Avoid a Car Insurance Lapse
The Importance of Continuous Coverage
A lot of things can happen in life to create a scenario where you might think you do not need auto insurance for a period of time. A great rule of thumb in the insurance industry is to never let your car insurance lapse, even for a short period of time. Learn common reasons why car insurance policies lapse, why you should avoid a lapse if possible, what to do if you have a lapse, and the time when it is ok to go without car insurance.
Common Reasons for Lapsed Auto Insurance
- I forgot to pay my bill
- I don’t have the money to pay my bill
- I sold my only car
- My only car broke down
- My only car was in an accident
Avoid a Lapse if Possible
Several of the reasons for lapse listed above may seem like legitimate reasons for canceling your auto insurance, but the consequences are severe. It can be especially dangerous if the reason for lapse is one of the first two.

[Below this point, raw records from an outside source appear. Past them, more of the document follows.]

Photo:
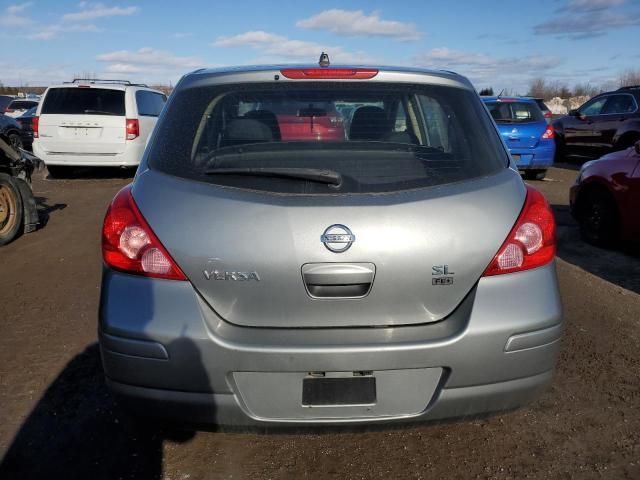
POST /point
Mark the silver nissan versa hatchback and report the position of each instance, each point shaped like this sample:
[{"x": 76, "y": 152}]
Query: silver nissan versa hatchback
[{"x": 322, "y": 245}]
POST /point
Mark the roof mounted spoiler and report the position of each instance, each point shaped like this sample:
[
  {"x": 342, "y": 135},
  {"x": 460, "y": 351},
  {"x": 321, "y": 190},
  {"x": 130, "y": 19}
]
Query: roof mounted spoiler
[{"x": 108, "y": 81}]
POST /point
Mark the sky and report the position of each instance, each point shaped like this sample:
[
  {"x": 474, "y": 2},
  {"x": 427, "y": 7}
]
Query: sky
[{"x": 502, "y": 44}]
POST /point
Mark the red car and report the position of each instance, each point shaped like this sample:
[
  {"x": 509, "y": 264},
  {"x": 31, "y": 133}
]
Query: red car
[
  {"x": 605, "y": 199},
  {"x": 300, "y": 121}
]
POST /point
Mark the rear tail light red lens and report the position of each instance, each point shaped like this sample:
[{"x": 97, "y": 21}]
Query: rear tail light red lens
[
  {"x": 133, "y": 128},
  {"x": 532, "y": 240},
  {"x": 329, "y": 73},
  {"x": 129, "y": 244}
]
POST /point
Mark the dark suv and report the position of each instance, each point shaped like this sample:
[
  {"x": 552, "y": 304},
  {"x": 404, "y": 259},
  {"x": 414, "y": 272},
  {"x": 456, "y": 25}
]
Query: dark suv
[{"x": 608, "y": 122}]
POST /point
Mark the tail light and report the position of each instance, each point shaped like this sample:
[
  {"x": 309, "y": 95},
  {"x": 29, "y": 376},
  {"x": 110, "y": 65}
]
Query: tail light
[
  {"x": 329, "y": 73},
  {"x": 129, "y": 244},
  {"x": 532, "y": 240},
  {"x": 133, "y": 128}
]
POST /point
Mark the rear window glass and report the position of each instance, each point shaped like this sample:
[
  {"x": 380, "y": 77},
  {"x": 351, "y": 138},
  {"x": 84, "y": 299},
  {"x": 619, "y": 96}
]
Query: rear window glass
[
  {"x": 299, "y": 138},
  {"x": 515, "y": 112},
  {"x": 22, "y": 104},
  {"x": 84, "y": 101},
  {"x": 150, "y": 104}
]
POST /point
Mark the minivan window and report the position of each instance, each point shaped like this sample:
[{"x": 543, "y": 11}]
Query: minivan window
[
  {"x": 150, "y": 104},
  {"x": 22, "y": 104},
  {"x": 593, "y": 107},
  {"x": 515, "y": 112},
  {"x": 619, "y": 104},
  {"x": 84, "y": 101},
  {"x": 399, "y": 137}
]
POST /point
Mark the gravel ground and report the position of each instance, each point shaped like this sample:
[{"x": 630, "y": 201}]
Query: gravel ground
[{"x": 57, "y": 420}]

Forgetting to pay your bill or not having the money implies you may still be driving your vehicle. If that is the case, extremely serious problems can come up if an auto accident occurs. If you no longer have a vehicle or choose not to drive it for a period of time you will still incur penalties.

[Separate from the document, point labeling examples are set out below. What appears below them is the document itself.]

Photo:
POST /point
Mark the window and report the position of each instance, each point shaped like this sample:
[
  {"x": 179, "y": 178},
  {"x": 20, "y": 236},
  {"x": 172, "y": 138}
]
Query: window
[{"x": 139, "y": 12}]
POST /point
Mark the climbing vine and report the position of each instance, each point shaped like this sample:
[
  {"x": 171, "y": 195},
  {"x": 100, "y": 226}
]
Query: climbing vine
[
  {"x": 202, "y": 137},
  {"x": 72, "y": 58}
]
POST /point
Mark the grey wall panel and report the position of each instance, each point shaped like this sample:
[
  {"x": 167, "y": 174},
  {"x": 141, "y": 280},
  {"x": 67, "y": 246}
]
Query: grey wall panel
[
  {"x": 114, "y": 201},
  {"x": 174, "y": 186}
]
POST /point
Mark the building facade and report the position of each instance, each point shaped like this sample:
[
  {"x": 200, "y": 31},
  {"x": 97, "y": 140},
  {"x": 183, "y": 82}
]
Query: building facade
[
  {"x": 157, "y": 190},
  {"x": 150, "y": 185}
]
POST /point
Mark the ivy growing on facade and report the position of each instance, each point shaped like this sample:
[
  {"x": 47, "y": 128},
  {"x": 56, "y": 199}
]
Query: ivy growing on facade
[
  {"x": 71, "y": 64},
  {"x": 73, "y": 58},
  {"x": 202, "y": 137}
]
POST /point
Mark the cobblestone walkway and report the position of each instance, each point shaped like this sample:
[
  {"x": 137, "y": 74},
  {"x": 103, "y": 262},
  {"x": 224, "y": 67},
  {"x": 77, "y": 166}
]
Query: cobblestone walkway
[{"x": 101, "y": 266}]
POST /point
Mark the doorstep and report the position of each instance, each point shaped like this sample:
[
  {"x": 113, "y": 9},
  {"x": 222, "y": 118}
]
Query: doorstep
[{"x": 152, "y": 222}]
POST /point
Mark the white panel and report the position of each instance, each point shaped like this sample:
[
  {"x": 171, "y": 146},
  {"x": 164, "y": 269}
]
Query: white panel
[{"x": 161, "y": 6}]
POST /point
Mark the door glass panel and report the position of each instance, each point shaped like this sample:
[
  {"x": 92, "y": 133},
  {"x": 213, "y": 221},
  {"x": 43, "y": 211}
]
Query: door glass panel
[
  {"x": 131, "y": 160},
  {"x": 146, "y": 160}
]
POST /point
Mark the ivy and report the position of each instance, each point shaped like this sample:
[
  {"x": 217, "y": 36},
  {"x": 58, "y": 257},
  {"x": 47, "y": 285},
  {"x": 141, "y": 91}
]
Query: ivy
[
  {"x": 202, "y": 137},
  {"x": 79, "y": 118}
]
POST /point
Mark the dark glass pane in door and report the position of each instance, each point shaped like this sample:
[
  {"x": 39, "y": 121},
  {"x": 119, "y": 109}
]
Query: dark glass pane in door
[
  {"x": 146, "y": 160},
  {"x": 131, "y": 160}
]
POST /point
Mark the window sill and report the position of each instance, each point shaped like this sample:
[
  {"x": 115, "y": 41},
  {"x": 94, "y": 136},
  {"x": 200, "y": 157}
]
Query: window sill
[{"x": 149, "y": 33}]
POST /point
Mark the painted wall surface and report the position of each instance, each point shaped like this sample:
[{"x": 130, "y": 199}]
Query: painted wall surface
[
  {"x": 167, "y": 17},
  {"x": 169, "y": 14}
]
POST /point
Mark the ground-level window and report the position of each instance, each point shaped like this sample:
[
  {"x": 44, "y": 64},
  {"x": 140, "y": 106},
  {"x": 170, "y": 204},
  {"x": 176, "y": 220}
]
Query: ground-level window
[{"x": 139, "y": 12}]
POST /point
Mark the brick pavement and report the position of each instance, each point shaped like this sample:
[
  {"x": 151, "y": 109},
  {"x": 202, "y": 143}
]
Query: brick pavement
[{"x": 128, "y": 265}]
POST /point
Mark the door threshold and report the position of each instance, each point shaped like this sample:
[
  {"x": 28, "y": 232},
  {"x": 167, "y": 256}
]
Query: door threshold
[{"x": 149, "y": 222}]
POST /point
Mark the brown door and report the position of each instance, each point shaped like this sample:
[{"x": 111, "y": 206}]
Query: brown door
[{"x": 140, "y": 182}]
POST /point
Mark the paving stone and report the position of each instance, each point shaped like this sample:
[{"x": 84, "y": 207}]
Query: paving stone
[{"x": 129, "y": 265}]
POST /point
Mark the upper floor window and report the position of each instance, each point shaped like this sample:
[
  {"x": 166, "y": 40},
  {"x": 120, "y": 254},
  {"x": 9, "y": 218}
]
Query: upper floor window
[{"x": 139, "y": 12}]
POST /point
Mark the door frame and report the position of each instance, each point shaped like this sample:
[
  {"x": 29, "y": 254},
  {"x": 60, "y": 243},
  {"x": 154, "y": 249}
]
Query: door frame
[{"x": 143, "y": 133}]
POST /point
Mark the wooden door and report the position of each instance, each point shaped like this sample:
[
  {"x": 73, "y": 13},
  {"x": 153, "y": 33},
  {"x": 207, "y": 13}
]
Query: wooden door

- You can be held personally liable in an accident
- Hefty fines if you’re caught driving without insurance
- You’re considered high-risk the next time you go to purchase insurance, which can nearly double your payments
Look for ways to avoid a lapse if possible. Car insurance should be high on your priority list. Borrow money from a family member, sell some items or use a credit card to make your payment within your grace period. Reduce coverage, talk to your agent to find out ways to save on your policy, or shop for lower rates if money is the problem. If you are without a car for a period of time, see if you can be listed as a driver on a family member’s policy. If you’re transitioning between vehicles or your car is out of commission due to repairs, carry insurance on your old vehicle just until you make your new purchase or repair your vehicle.

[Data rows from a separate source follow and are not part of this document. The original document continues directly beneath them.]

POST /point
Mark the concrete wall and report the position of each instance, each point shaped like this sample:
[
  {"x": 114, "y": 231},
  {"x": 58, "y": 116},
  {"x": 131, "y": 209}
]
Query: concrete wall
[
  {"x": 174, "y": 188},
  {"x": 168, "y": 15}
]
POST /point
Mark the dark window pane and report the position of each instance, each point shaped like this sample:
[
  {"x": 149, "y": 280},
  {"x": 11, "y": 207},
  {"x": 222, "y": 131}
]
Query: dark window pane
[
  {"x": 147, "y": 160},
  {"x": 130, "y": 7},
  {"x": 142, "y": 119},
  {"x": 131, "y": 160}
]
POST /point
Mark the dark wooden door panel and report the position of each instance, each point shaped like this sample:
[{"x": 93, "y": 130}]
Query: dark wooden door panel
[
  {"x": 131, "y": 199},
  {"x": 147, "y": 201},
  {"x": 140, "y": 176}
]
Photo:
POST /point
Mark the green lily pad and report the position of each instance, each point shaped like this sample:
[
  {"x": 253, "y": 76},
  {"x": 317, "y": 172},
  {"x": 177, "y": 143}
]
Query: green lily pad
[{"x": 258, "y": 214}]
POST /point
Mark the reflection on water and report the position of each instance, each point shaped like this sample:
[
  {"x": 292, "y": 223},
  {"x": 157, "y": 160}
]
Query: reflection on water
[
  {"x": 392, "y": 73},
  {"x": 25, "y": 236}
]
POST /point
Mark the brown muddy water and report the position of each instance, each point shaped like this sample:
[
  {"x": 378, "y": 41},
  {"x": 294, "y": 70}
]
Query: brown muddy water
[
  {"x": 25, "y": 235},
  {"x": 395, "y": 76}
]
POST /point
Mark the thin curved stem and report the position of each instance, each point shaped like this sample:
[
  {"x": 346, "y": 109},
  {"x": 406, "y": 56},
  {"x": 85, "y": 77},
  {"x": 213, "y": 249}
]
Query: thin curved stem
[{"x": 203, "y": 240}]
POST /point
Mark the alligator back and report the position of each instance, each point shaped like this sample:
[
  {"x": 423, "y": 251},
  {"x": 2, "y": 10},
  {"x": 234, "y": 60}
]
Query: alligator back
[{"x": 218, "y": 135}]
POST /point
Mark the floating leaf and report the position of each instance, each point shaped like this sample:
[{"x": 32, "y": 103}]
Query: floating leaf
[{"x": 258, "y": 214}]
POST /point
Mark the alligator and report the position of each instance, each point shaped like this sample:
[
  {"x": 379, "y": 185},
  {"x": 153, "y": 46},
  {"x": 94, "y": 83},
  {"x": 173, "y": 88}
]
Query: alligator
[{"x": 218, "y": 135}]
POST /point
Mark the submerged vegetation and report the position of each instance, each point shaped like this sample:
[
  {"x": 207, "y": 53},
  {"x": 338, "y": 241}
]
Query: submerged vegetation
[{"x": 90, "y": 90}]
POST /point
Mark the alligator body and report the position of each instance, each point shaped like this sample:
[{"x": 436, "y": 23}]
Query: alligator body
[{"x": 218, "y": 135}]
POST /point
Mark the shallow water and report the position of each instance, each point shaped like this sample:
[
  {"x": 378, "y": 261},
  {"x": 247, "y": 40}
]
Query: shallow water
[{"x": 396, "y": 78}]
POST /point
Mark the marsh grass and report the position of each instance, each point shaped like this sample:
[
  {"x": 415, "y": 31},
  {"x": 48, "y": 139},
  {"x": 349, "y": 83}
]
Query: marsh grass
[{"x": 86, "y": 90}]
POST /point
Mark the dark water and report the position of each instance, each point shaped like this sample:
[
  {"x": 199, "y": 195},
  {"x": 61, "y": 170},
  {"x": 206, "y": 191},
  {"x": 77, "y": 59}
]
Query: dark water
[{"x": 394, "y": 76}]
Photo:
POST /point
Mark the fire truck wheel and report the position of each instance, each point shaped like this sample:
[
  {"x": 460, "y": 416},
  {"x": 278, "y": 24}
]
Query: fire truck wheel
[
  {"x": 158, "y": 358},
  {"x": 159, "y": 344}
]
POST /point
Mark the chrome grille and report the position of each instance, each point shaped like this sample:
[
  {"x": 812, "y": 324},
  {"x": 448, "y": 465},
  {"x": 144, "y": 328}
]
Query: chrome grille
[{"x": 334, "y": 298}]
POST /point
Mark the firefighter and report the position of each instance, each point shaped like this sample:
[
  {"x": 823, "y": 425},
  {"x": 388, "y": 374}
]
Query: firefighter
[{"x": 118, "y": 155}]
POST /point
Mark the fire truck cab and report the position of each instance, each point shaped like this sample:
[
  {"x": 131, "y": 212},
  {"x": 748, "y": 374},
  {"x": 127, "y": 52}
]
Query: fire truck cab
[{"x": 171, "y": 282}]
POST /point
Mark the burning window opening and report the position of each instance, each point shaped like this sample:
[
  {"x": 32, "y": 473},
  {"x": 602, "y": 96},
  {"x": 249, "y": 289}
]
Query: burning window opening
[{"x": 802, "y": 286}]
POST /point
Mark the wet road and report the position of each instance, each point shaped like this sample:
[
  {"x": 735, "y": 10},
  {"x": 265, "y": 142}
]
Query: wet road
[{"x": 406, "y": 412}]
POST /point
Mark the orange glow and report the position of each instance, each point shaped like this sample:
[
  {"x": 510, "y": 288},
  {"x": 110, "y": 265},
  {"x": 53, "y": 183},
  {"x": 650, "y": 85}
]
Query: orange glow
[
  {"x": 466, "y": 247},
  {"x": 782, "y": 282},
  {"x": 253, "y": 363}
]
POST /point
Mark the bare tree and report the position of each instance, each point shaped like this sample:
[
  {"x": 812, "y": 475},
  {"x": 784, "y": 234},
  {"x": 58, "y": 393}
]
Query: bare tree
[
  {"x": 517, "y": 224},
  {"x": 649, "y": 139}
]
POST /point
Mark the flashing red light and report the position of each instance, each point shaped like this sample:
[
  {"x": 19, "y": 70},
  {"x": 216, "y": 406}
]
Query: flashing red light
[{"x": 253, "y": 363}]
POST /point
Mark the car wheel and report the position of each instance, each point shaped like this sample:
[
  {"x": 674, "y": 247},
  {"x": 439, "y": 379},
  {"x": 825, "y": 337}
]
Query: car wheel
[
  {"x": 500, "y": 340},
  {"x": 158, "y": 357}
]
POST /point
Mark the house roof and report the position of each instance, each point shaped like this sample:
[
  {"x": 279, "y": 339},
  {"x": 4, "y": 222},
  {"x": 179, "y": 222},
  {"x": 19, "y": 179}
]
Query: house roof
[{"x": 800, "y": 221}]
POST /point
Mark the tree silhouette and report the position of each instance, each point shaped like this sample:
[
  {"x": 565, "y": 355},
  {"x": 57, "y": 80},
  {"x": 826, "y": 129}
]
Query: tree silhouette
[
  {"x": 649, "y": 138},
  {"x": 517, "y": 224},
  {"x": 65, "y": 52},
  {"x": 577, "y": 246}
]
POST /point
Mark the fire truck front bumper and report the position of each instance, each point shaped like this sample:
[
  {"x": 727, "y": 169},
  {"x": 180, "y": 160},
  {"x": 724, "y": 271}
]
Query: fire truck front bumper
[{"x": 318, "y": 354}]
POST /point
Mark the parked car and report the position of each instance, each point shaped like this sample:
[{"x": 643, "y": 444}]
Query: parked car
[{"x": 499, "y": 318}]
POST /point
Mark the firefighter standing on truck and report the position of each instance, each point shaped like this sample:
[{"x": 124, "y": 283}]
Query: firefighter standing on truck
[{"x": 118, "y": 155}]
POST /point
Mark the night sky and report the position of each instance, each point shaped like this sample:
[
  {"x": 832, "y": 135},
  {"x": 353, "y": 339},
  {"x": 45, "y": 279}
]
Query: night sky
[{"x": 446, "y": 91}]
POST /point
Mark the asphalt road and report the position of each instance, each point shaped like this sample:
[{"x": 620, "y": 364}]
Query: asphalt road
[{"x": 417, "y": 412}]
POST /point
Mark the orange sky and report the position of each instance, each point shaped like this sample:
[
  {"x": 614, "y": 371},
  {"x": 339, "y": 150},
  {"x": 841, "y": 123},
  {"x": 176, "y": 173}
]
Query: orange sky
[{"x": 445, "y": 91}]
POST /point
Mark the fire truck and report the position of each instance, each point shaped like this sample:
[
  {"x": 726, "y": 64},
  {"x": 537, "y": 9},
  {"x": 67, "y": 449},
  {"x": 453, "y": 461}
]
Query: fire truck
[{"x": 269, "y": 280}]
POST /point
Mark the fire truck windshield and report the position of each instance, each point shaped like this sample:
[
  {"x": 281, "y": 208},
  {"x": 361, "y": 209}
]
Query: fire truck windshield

It could save you hundreds of dollars.
What to Do if You Have a Lapse
Two options can help solve your problem quickly:
- Call the company or agent you lapsed with and request for reinstatement
- Ask to be listed as a driver on a family member or even a friend’s policy
If you have had a good standing with your insurance provider, for example, have never lapsed before and have not recently had multiple claims, you have a good chance of being reinstated. It is possible to incur a surcharge for lapsing; however, it will still be cheaper than going with a high-risk carrier. Being listed as a driver on a family member or friend’s policy is a great option for someone without a vehicle. As long as you are listed as a driver on an insurance policy, you will not be treated as high-risk when getting insurance in your own name.
Exceptions to the Rule
There are almost always exceptions to rules. Only a few reasons for going without insurance are allowed. And most of the exceptions come with stipulations.
- Military employees
- Newly licensed youth drivers
- Driver maintaining continuous motorcycle insurance
Military workers have the easiest time obtaining insurance without prior coverage due to deployment or training on base. Newly licensed youth drivers can still have a difficult time finding coverage with a preferred carrier if they do not have a parental supporting policy. The only chance a motorcycle rider has is getting preapproval from their auto insurance carrier. Exceptions for motorcycle riders have come about due to the tough economy and drivers downsizing to a motorcycle; however, do not expect this one to work with every carrier.
When money is tight or you are without a vehicle, it may seem like a good idea to cancel your car insurance, but it never is. Not only is driving without insurance against the law, but it can be very costly to you and the general public. Do not forget this important rule of thumb and never let your car insurance lapse.